3. Op deze tijd van vereniging volgt een derde periode die voor Israël begint met Jehu en voor Juda met Joas, waarin weer vervreemding en strijd tussen de beide rijken komt, tot ten slotte het rijk Israël door de Assyriërs wordt weggevoerd.
Na de deling van het rijk blijft het noordelijke rijk ‘Israël’ heten. De geschiedenis van dat rijk, dat van de tien stammen, is een beeld van de geschiedenis van de christenheid, ofwel het koninkrijk der hemelen. We zien in die geschiedenis de geschiedenis van het volk van God in de nieuwtestamentische tijd en wel vanuit het gezichtspunt van de verantwoordelijkheid van de mens.
De geschiedenis van Israël laat zien wat er van dat rijk is geworden, zoals we ook weten hoe het met de christenheid zal gaan. De geschiedenis van de christenheid vinden we in Openbaring 2-3. Tussen die geschiedenis en die van het tienstammenrijk van Israël is een duidelijke parallel (zie de toelichting bij 1 Koningen 11:1-8).
De grote massa, zowel van het tienstammenrijk als van de christenheid, valt steeds verder van God af. Daartegenover staat voor Israël het tweestammenrijk Juda, waar koningen regeren uit het geslacht van David. Tegenover de afvallige massa in de christenheid staat een overblijfsel dat de Heer trouw blijft. Zowel Juda als het trouwe overblijfsel in de christenheid is zwak, maar God verbindt Zich met hen. Te midden van hen doet Hij Zijn Naam wonen.

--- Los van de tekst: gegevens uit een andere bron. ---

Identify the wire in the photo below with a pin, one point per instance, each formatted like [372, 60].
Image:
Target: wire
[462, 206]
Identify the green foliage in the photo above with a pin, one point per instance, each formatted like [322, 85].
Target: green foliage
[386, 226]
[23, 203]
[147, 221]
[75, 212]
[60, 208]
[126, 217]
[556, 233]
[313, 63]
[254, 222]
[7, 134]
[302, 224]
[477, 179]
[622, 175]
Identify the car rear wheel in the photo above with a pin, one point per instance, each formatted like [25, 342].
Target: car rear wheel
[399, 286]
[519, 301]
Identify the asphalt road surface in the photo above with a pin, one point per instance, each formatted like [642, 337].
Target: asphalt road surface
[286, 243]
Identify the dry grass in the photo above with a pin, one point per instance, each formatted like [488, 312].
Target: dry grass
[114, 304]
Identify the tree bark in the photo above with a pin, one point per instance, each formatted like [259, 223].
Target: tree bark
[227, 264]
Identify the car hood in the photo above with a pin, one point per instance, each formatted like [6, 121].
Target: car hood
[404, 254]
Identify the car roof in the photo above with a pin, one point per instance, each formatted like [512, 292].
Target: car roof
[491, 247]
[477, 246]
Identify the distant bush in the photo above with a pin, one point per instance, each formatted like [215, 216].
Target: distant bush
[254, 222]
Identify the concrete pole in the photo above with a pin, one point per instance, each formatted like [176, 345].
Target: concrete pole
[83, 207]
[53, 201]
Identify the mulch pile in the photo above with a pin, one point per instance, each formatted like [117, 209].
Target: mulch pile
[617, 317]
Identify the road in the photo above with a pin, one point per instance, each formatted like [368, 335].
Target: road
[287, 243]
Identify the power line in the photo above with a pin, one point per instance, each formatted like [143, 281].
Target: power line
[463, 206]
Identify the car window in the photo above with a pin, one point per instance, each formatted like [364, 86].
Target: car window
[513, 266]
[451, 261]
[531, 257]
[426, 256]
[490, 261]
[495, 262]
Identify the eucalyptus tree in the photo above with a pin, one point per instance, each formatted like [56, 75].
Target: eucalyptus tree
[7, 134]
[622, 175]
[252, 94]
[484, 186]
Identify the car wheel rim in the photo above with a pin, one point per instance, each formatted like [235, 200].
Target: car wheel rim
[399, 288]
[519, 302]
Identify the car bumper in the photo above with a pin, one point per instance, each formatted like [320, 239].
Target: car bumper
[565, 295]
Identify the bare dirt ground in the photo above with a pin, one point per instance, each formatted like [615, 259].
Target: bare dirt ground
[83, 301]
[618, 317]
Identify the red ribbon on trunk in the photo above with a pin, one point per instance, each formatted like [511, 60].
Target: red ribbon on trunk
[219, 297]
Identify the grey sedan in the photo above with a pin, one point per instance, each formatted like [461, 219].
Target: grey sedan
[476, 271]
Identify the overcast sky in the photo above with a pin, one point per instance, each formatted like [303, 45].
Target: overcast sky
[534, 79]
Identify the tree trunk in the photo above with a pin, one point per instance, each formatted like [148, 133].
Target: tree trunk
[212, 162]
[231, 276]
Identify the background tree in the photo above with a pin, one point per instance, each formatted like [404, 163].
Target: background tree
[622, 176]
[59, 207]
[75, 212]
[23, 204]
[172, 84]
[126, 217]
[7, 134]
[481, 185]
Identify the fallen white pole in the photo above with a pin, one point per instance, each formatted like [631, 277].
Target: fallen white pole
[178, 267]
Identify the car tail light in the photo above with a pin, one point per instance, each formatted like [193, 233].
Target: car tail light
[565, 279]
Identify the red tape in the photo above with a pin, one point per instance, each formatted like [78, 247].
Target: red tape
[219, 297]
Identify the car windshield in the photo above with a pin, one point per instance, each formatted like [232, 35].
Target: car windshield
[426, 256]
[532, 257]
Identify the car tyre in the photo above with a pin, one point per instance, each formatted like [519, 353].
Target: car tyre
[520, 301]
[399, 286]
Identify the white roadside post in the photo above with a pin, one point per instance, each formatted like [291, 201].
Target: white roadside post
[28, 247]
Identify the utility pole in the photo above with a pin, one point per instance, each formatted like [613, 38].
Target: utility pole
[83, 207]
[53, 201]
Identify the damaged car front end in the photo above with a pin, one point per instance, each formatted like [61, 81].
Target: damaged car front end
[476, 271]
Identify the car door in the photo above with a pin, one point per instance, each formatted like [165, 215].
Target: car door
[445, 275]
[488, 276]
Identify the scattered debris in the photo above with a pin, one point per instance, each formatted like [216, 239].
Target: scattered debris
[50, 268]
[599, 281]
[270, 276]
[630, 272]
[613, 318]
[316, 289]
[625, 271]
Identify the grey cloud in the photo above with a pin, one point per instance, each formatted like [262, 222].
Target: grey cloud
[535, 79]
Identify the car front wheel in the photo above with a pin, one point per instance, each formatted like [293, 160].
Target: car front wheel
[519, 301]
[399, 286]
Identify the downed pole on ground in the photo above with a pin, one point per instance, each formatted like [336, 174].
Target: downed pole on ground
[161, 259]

1 Rehabeam gaat naar Sichem
1 Rehabeam ging naar Sichem, want heel Israël was naar Sichem gekomen om hem koning te maken.

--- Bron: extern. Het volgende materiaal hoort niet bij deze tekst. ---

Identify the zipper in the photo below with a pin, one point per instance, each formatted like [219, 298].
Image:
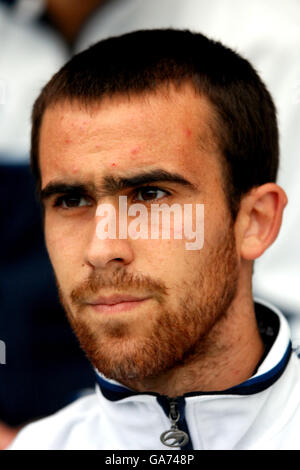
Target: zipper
[175, 437]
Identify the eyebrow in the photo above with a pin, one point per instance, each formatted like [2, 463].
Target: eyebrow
[112, 184]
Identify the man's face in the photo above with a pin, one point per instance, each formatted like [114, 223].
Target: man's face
[139, 306]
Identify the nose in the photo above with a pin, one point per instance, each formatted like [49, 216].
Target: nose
[101, 252]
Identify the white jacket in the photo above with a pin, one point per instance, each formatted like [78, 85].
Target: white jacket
[261, 413]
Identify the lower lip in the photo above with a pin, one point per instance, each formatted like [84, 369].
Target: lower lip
[120, 307]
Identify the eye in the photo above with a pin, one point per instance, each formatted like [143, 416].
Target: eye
[72, 201]
[148, 193]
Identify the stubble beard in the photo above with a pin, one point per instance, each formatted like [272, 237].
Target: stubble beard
[175, 337]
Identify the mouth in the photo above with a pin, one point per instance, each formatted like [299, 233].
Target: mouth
[117, 303]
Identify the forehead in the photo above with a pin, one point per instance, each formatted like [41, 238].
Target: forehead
[172, 129]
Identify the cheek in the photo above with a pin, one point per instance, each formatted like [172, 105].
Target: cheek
[64, 251]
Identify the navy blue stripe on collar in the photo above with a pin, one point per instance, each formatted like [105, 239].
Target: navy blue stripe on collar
[115, 392]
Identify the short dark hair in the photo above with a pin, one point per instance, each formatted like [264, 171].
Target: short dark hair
[141, 61]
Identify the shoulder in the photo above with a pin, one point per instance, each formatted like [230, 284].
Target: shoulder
[55, 431]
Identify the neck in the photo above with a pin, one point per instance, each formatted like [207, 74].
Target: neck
[227, 356]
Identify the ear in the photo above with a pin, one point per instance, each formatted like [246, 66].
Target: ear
[259, 219]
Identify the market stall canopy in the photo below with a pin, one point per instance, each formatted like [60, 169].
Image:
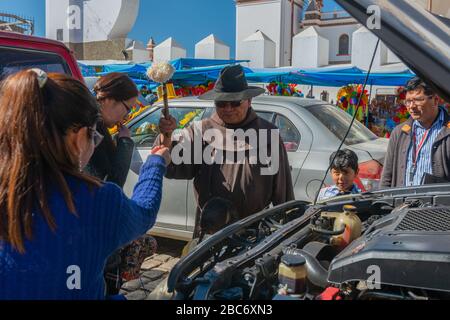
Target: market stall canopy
[329, 77]
[186, 63]
[419, 38]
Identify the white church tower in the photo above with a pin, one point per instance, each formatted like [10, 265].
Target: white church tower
[95, 29]
[278, 20]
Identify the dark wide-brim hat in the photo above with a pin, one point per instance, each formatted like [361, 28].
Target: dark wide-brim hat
[232, 86]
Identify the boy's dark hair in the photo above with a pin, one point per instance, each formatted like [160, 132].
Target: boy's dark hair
[344, 159]
[417, 83]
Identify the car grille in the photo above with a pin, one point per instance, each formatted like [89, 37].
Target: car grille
[436, 219]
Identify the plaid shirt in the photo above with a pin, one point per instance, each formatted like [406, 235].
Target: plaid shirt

Salomo, de wijste man op aarde, is gestorven. Hij laat al zijn rijkdom na aan een dwaze zoon. Rehabeam is een man zonder eigen overtuiging. Hij laat zich door anderen sturen. Dit blijkt al direct aan het begin. Rehabeam gaat naar Sichem om zich daar tot koning te laten maken. Sichem is een soort compromisplaats, een plaats weliswaar in Efraïm, maar toch ook tussen de rijken in. Het is de plaats van de oude volksvergadering (Jz 24:1), waar in de tijd van de richters Abimelech, de zoon van Gideon, zich tot koning heeft opgeworpen (Ri 9:1).
Rehabeam gaat daarheen omdat het volk daarheen is gegaan. Hij laat zich leiden door de wil van het volk in plaats van door de wil van God, Die Jeruzalem als de plaats van Zijn troon heeft aangewezen. Door daarheen te gaan wil hij de eenheid van het volk te bewaren.

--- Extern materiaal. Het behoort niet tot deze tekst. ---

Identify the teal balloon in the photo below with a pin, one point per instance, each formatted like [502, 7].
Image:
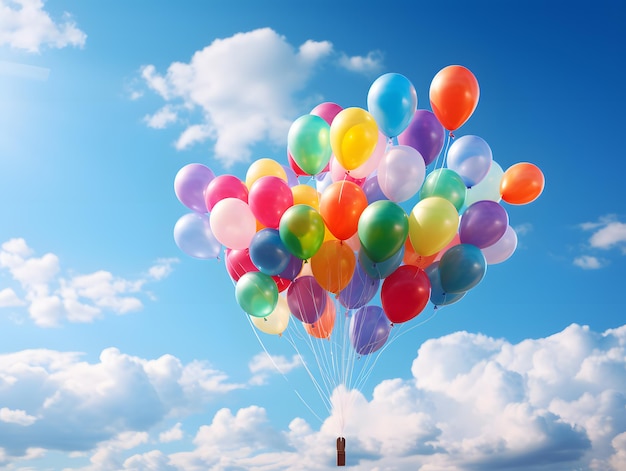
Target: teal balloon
[447, 184]
[382, 230]
[461, 268]
[256, 294]
[308, 142]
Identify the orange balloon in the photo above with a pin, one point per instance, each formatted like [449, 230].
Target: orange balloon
[454, 94]
[323, 327]
[341, 205]
[522, 183]
[333, 265]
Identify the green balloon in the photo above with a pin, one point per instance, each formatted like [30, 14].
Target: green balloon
[383, 229]
[446, 184]
[257, 293]
[308, 141]
[302, 230]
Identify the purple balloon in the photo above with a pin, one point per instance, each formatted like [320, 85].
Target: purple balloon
[360, 290]
[190, 184]
[483, 223]
[424, 133]
[369, 329]
[306, 299]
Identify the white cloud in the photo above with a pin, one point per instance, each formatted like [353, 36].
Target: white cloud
[243, 90]
[24, 24]
[51, 298]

2 - 5 De vraag om een lichter juk
2 Het gebeurde nu, toen Jerobeam, de zoon van Nebat, [dit] hoorde, terwijl hij nog in Egypte was – want hij was gevlucht voor koning Salomo en Jerobeam woonde in Egypte – 3 dat zij [een bode] stuurden en hem lieten roepen. Toen kwam Jerobeam, met heel de gemeente van Israël, en zij spraken tot Rehabeam: 4 Uw vader heeft ons juk hard gemaakt; maakt u het harde dienstwerk voor uw vader en zijn zware juk, dat hij ons heeft opgelegd nu lichter, dan zullen wij u dienen. 5 Hij zei tegen hen: Ga en kom over drie dagen bij mij terug. En het volk ging weg.
Het volk, onder aanvoering van Jerobeam, is ook niet goed bezig. Toen ze destijds een koning wilden, heeft God hen er al voor gewaarschuwd wat hun koning met hen zal doen (1Sm 8:11-18). Nu willen ze dit juk afwerpen. Jerobeam wordt geroepen. Onder zijn aanvoering gaat het volk naar Sichem en doet Rehabeam het voorstel tot verlichting van het zware juk dat Salomo hun heeft opgelegd.
We zien hier al dat het volk mort. Ze stellen hun voorwaarden: als Rehabeam doet wat zij voorstellen, zullen zij hem dienen. Een dergelijke houding past het volk niet. Salomo heeft ongetwijfeld veel van het volk gevraagd voor zijn hofhouding en vele bouwwerken. Hij heeft het volk echter ook de zegen van vrede gegeven tijdens zijn hele regering en hen welvarend gemaakt. Ze hebben gegeten en gedronken en zijn blij geweest en hebben allen in veiligheid gewoond (1Kn 4:20,25). Ze hebben geen reden tot klagen.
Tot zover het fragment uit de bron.